Tuesday, September 25, 2018

China Offending

"It took a lot of meticulous research -- figuring out what's going on took a combination of skills [from a range of groups."
Maya Wang, Hong Kong-based researcher for Human Rights Watch

"[A mass ethnic roundup may not be the best way, but] maybe it's the necessary way to deal with Islamic or religious extremism, because the West has failed in doing so."
"Look at Belgium, look at Paris, look at some other European countries."
Li Xiaojun, spokesman, State council Information Office, Beijing
Xinjiang police
Law-enforcement officials patrol near the Id Kah Mosque in Kashgar, Xinjiang.
AP Photo/Ng Han Guan

It is now known that the government of China has expended billions in a vast archipelago of high-security indoctrination camps in the mountainous far western region of Xinjiang, home of the minority Chinese Uyghur, the Turkic Muslim population living in that vast region. The camps are populated by hundreds of thousands of people taken from their families in reflection of the undeniable, that they are Muslim and as such make Chinese authorities very nervous indeed. They would, needless to say, like to be independent of China, to have their traditional territory hived off, to be independent, autonomous, sovereign.

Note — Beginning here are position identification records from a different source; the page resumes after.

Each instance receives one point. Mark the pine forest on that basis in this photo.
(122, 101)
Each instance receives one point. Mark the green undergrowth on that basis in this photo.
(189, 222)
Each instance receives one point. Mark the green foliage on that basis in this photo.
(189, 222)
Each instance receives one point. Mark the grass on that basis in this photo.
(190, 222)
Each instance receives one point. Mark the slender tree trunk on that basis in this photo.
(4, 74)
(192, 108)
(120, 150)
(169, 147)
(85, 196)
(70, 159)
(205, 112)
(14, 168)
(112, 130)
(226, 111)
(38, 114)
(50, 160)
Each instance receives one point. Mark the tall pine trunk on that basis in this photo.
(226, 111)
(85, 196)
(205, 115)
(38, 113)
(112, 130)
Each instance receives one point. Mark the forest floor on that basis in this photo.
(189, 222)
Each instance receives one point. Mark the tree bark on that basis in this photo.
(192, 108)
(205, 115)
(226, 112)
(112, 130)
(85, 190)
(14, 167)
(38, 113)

Another issue of great purport to China, which accuses any ethnic group that wishes to be sovereign in recognition of their heritage geography, to be 'splittist', potentially harming the treasured Chinese perfection of 'harmony'. And so, the ethnic Uyghur are placed in those vast holding centres to ensure that they are unable to plot, to mount offences, to become de facto terrorists in their struggle against Chinese authority insisting they must be good citizens and adapt to complete compliance. Held in these camps, it can be assured that they submit to authority.

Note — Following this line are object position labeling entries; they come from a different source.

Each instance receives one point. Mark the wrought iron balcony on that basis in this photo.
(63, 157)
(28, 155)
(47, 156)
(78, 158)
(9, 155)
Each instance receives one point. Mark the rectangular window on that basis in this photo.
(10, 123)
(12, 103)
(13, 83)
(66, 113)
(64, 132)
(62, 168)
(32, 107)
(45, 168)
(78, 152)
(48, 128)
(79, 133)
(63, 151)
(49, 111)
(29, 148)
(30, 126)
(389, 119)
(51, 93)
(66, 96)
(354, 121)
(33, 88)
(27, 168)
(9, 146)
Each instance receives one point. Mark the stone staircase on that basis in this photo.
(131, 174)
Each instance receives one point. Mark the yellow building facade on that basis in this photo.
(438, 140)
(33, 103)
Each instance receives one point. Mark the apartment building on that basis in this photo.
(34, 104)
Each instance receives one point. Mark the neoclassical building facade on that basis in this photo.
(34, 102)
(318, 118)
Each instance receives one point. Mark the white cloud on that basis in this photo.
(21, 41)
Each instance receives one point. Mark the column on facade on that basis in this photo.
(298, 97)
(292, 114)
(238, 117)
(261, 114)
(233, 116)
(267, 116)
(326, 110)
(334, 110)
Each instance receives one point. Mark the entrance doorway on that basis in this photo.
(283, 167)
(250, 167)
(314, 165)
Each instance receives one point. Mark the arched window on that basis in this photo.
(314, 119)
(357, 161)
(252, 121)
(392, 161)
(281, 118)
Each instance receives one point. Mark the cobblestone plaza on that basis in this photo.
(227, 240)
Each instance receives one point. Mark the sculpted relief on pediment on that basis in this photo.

In 2014 Chinese authorities launched their "Strike Hard Campaign Against Violent Terrorism" with the specific aim of pacifying the Uyghur population of Jinjiang. Achieved initially by arresting thousands whose ethnic roots and stubborn faith in Islam rendered them suspects of Islamic terrorism, or (shudder) separation. Two years later, a greater network of "political re-education camps" emerged. Chinese law is bypassed and so is due process for these camps stuffed with hundreds of thousands against whom no legal accusations have been lodged.

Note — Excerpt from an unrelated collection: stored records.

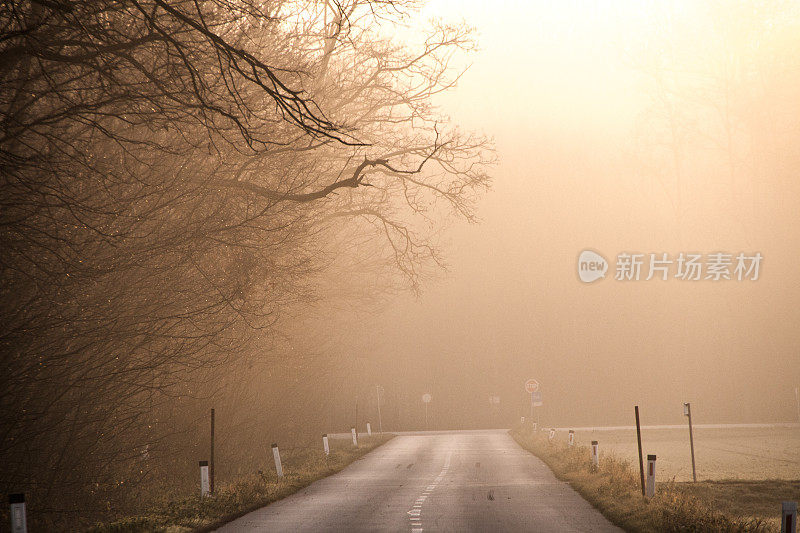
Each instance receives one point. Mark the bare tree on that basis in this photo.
(176, 177)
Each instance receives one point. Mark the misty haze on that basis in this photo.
(374, 265)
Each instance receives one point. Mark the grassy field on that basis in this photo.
(614, 489)
(301, 468)
(720, 453)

"They have a chair called the 'tiger.' My ankles were shackled, my hands locked to the chair. I couldn't move. They wouldn't let me sleep. They also hung me up for hours, and they beat me."
"They had thick wooden and rubber batons, whips made from twisted wire, needles to pierce the skin, pliers for pulling out your nails."
"All these tools were displayed on the table in front of me, ready for use at any time. You could hear other people screaming as well." 
omir xinjiang uighur bbc newsnight
Omir described being tortured by Chinese police at an internment camp in Karamay, Xinjiang.
BBC Newsnight


The United Nations last month, confirming the existence of the camps and their population, called on China for their release and the closure of the camps. Earlier, diplomats representing Canada, France, Germany and Switzerland made a formal request to China to discuss the existence of the camps, leaving China somewhat unimpressed and unresponsive. It was Beijing journalists who first became aware of the existence of the camps in 2014, from reports in the Uyghur-language media outside China; sources such as Radio Free Asia.

Adrian Zenz, a German scholar, obtained work-tender contracts revealing the size and purpose of the camps and the billions in treasury spent making them reality. Shawn Zhang, a University of British Columbia law student, used satellite images combined with Dr. Zenze's documents to pinpoint the precise location, rapid growth and widespread nature of the network of camps.

china muslims xinjiang uyghur
Uighurs in Kashgar, Xinjiang, carry a flag of the Chinese Communist Party and walk past a billboard with President Xi Jinping's face on it in June 2017.